イスラームには全く関係ありません…宗教的に…
街中ではクリスマスツリーやら飾りやらは装飾しますが、あくまで商業的な意味合いで、クリスマスのお祝いはしないですね。

勿論少数ではありますがオリジナルクリスチャンがいるアラブです。だってイエスはパレスチナ出身ですからね。そんなクリスチャンは家族でお祝いして、ミサにも行きます。アラブ諸国でも、もちろん尊重はしますが、ムスリムとは関係ないっていうスタンスです。

サンタさんもすべてのいお家で必ずしも来るとはかぎりませんね。
「なんでかって?わたしたちはクリスチャンじゃないからね。君たち日本人はクリスチャンなのか?だからお祝いするのか?」っていう質問が来ることでしょう。

イスラームの挨拶「クルアーム・アントム・ビ・ハイル」

イスラームでは新年のあいさつを「Happy New Year」ではなく、「その年を通して、あなた方が元気でありますように」みたいな意味で 「クルアーム・アントム・ビ・ハイル」 と挨拶をします。

イスラームのヒジュラ歴

ヒジュラ暦の最後の月を「巡礼の月」と呼びます。その月の最後がの4日間が新年のお祝い期間となります。このことを「アイード・アル・アドハ」犠牲祭と呼びます。但し、ヒジュラ暦は月の満ち欠けをベースにしているので毎年10日ほどずれていきます。ですから年によっては冬、または夏だったりもします。
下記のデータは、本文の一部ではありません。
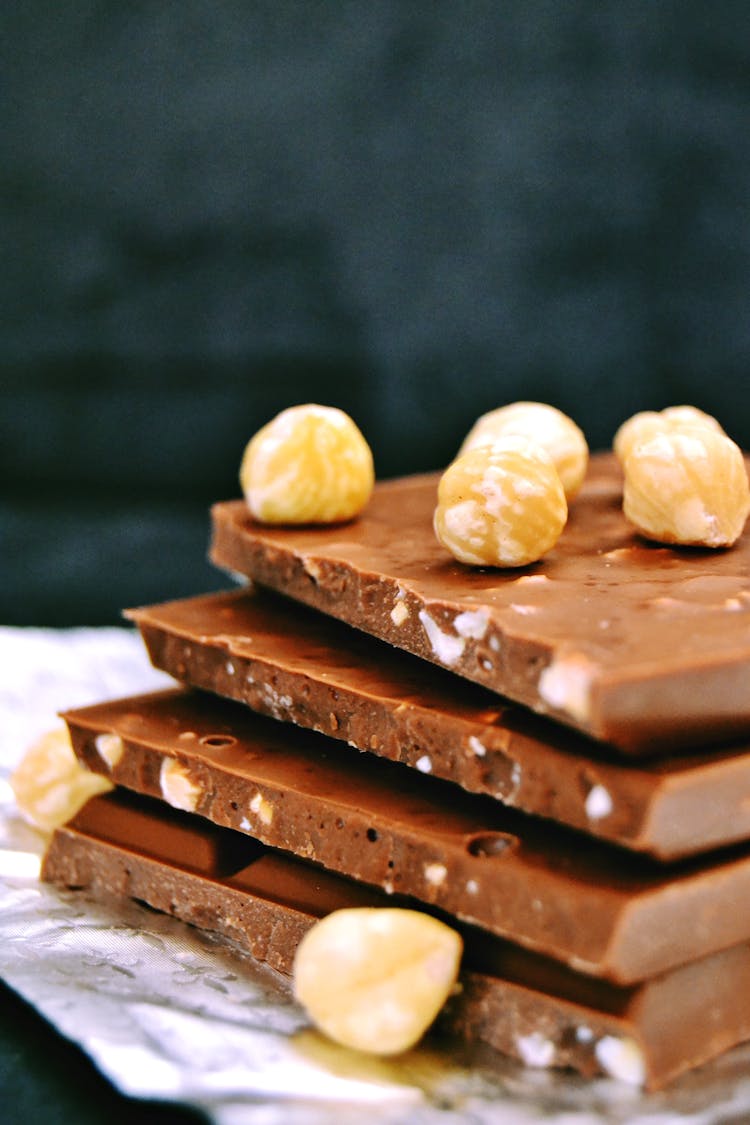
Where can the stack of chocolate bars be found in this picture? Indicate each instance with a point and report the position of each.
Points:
(554, 759)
日本の新年のあいさつとも共通しますがこのお祝いの期間は親戚巡りをします。
まず初日に両親(存命であれば)を訪ね、母にお金をあげます。2日目は姉妹を巡り、やはりお金をあげます。その後も兄弟を訪ねるというように、男性たちが親戚を巡ります。年老いた両親、お嫁に行った女性を巡り挨拶をし、互いが健やかである事を確認して、お金をあげて生活の助けとする、これがイスラームの教えで長年守られてきた伝統なのです。

私もこの祝日に家族巡りを毎年していましたが、やはりお互いの顔を見せ、握手をし、抱き合い、頬にキスをする(アラブの近親の挨拶の作法)ことは人間生きていくうえでとてもいいことに思えますね。やはり一人では生きていけないなって実感しますし、自分にどういうルーツがあるかを再確認でき、新たに凛と生きていく励みになります。

今年も残りわずかとなりましたが、日本の正月も同じような意味があり、やはり家族を大切にするということは世界共通だと改めて感じますね。今年のお正月はみなさんいかがお過ごしでしょうか。

2023年もmuradoを支えてくださりありがとうございました。
2024年も何卒よろしくお願いします。